Today, the smartphone camera is inextricable from our way of seeing. When looking at dance exhibitions like this one, we take pictures or film it for our personal archive—a way of defining who we are from what we have seen and done. By injecting time and dynamism into the static objecthood of museum exhibits, De Keersmaeker not only foregrounds the sophisticated use of visual technologies in Brancusi’s practice, but also engages in a modernist mandate to use art, in this case choreography, to engage viewers to look harder, longer, and with greater care (even if we do so through our phone cameras).9 Just as Brancusi embraced both old and new technologies, so, I argue, does De Keersmaeker, for whom the contour of the choreographic object extends to include the spectators and their smartphones. Like Brancusi’s shiny sculptures, De Keersmaeker’s choreographic object embraces externalities and accumulates them onto itself, making the work of art ever changing, ever expanding, fluid.

Notes

1. Anne Teresa De Keersmaeker lecture at Collège de France, Paris, 2019, viewable at https://www.rosas.be/en/news/733-video-anne-teresa-de-keersmaeker-s-lecture-at-the-college-de-france.

2. Doïna Lemmy, “Brancusi: Sublimation of Form,” in Brancusi: Sublimation of Form (Brussels: Europalia Romania Arts Festival, 2019), 12.

3. “Art” supplement, This Quarter, no. 1 (1925): 235, quoted in Lemmy, “Brancusi: Sublimation of Form,” 11.

4. Anne Teresa De Keersmaeker, “Anne Teresa De Keersmaeker/Rosas,” exhibition wall text in Brancusi: Sublimation of Form, Bozar, Brussels, 2019.

5. For me, this includes Sleep (1908) and The Prayer (1907), where preoccupations about gravity are distinctly visible; and the bird series (from 1910 onward) as seen through, for instance, Sue-Yeon Youn’s interpretation discussed above.
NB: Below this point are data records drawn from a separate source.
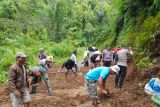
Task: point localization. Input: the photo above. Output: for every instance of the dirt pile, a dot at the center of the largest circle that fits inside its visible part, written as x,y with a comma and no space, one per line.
74,94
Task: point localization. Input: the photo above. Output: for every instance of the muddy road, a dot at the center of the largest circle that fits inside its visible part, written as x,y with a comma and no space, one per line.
74,94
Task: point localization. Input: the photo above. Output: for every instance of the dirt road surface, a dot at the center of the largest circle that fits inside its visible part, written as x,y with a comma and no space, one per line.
74,94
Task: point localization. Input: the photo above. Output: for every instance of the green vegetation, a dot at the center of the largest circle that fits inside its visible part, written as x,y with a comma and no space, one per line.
61,26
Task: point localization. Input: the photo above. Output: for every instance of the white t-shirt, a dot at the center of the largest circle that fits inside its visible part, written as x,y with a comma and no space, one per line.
122,56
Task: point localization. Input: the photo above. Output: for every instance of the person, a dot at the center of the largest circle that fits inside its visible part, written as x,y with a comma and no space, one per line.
74,58
95,59
122,63
99,75
153,88
36,74
107,57
18,82
41,54
46,64
68,66
86,58
115,57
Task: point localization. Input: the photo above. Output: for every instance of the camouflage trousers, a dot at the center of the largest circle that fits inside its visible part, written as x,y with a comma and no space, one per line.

6. Lemmy, “Brancusi: Sublimation of Form,” 12.

7. Man Ray, Autoportrait [Self-Portrait], trans. Anne Guérin (Paris: R. Laffont, 1964), 189, quoted in Doïna Lemmy, “The Art of Sculpting His Own,” in Brancusi: Sublimation of Form, 15.

8. Man Ray, Autoportrait, 12.

9. Here I follow Claire Bishop in her scholarship on dance exhibitions that do not stigmatize the technological mediation of smartphone cameras. Claire Bishop, “Black Box, White Cube, Gray Zone: Dance Exhibitions and Audience Attention,” Drama Review 62, no. 2 (2018): 22–42.